Voor de beoordeling van de klacht wordt, gelet op de stukken, van de volgende feiten uitgegaan.

1.1     Klager was sinds 1994 werkzaam als docent bij Hogeschool X, verder te noemen X. Klager was sinds 2016 verwikkeld in een geschil met X. Verweerster heeft X vanaf augustus 2017 bijgestaan in procedures bij het UWV en het College voor de Rechten van de Mens. Verweerster heeft op 19 maart 2018 een verweerschrift bij het College voor de Rechten van de Mens ingediend en is op 5 april 2018 bij de behandeling van het verzoek van klager aanwezig geweest in de door klager bij de Commissie voor de Rechten van de Mens aanhangig gemaakte procedure.

1.2     Klager heeft in april 2017 een deskundigenoordeel aangevraagd bij het UWV. X heeft op 24 mei 2017 desgevraagd informatie aan het UWV verschaft.

1.3     Klager is medio 2018 100% arbeidsongeschikt verklaard.

1.4     Per email van 9 januari 2019 heeft klager bij de deken een klacht ingediend over verweerder.

1.5     De arbeidsovereenkomst tussen klager en X is middels opzegging met toestemming van het UWV door X per 1 mei 2019 beëindigd.

2          KLACHT

2.1     De klacht houdt, zakelijk weergegeven, in dat verweerder tuchtrechtelijk verwijtbaar heeft gehandeld als bedoeld in artikel 46 Advocatenwet doordat verweerster:

in haar hoedanigheid van advocaat van de wederpartij van klager bij de behartiging van de belangen van haar cliënte de belangen van klager nodeloos heeft geschaad.

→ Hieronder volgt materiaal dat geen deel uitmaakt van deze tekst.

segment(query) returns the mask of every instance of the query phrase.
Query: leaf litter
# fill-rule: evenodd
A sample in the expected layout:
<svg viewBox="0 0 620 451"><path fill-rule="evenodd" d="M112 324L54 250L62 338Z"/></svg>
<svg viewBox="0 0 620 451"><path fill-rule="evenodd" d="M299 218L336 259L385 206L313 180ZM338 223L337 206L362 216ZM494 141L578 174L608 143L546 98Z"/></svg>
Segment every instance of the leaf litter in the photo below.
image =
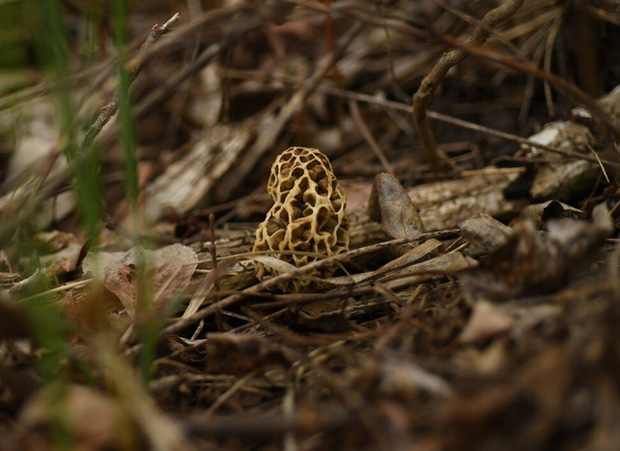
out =
<svg viewBox="0 0 620 451"><path fill-rule="evenodd" d="M71 3L71 23L85 20ZM135 37L174 13L160 5L159 17L150 3L132 5ZM549 98L526 80L534 72L472 57L435 94L433 107L452 116L427 112L443 172L410 120L441 37L467 39L469 16L494 5L186 3L174 5L180 22L132 54L143 67L134 84L148 168L143 235L126 230L114 121L97 141L106 228L90 242L58 157L53 97L33 86L18 93L36 99L19 105L29 115L0 118L3 162L8 149L8 168L32 169L0 171L0 447L51 449L66 435L89 450L615 449L613 133ZM592 42L618 37L617 13L601 5L586 6L600 27ZM530 2L482 48L507 51L501 42L569 70L557 55L583 57L562 47L576 35L557 22L562 39L551 42L539 18L574 14ZM619 56L606 47L602 61ZM617 126L617 68L590 67L607 91L590 94ZM115 81L97 72L72 83L104 105ZM10 100L0 100L3 114ZM549 120L545 107L566 113ZM87 125L97 108L85 104L76 121ZM27 136L10 132L16 117ZM41 155L34 166L29 145ZM271 207L269 168L290 146L319 148L355 192L350 250L317 261L301 252L311 262L301 268L278 258L283 249L251 252ZM256 279L257 262L271 278ZM333 277L312 276L321 265ZM318 288L277 288L290 281ZM63 322L42 322L41 312Z"/></svg>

2.2       Klager heeft ter toelichting op de klacht het navolgende naar voren gebracht:

            Verweerster heeft veel onwaarheden naar voren gebracht, met name in het verweer tegen de aanklacht van klager bij het College voor de Rechten van de Mens. Deze onwaarheden hebben geleid tot een negatieve uitspraak. Er is veel informatie uit het personeelsdossier achtergehouden, waardoor de aanklacht van klager niet volledig kon zijn. Dit moet gedaan zijn door de advocaat.

De advocaat heeft het deskundigenoordeel van het UWV gesaboteerd en daarmee vertraagd.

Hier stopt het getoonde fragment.